The most powerful story of the collection perhaps is "The Pura Principle," in which Yunior's sick brother, Rafa, Rafa's questionable girlfriend Pura, and Yunior and Rafa's mother. Here Díaz tells perhaps the most complex tale in the collection, that of a son who while dying has taken up with a woman who seeks to use him as a sponge, drawing into herself what Rafa possesses with his family. It's a story of a mother's love for her favorite, a younger brother's confusion over how to view the relationship, and an older son's mixture of love and disrespect for his mother. There are no easy ways out in this sort of situation and Díaz does not try to take one. Instead, as the story unfolds, the various connections and dividing points between the three family members become more apparent, with the girlfriend Pura near the center of this tangled web, feeding like a bloated spider.
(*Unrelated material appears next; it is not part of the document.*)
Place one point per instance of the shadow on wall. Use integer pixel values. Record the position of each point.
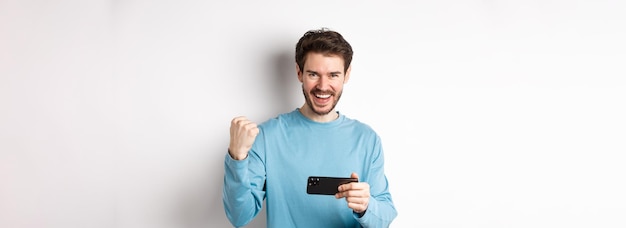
(286, 90)
(200, 205)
Each of the nine stories contain their own twists and turns to the idea of relationship collapses. Although six of the nine stories originally appeared in The New Yorker or Glimmer Train, there is an internal cohesion between the stories, as they are in a sort of thematic dialogue with one another, teasing out and exploring different aspects of relationship dynamics to explore. The women in particular stand out in their varied approaches to the jerks and not-so-lovable losers that surround them. By book's end, there is the sense that in telling of how the men have "lost them," that really at least half of the story is about how the women are more than just objects of affection; they are dynamic characters in their own right. Díaz's portrayals feel true to life not just because he is talented with mixing formal and informal speech and description, but also because his characters convey the sense that these are very real situations being acted out in the barrios and neighborhoods, not just in New Jersey or the Dominican Republic, but universally as well. This is How You Lose Her is the strongest of the five National Book Award finalists as a result of these elements all being done so expertly.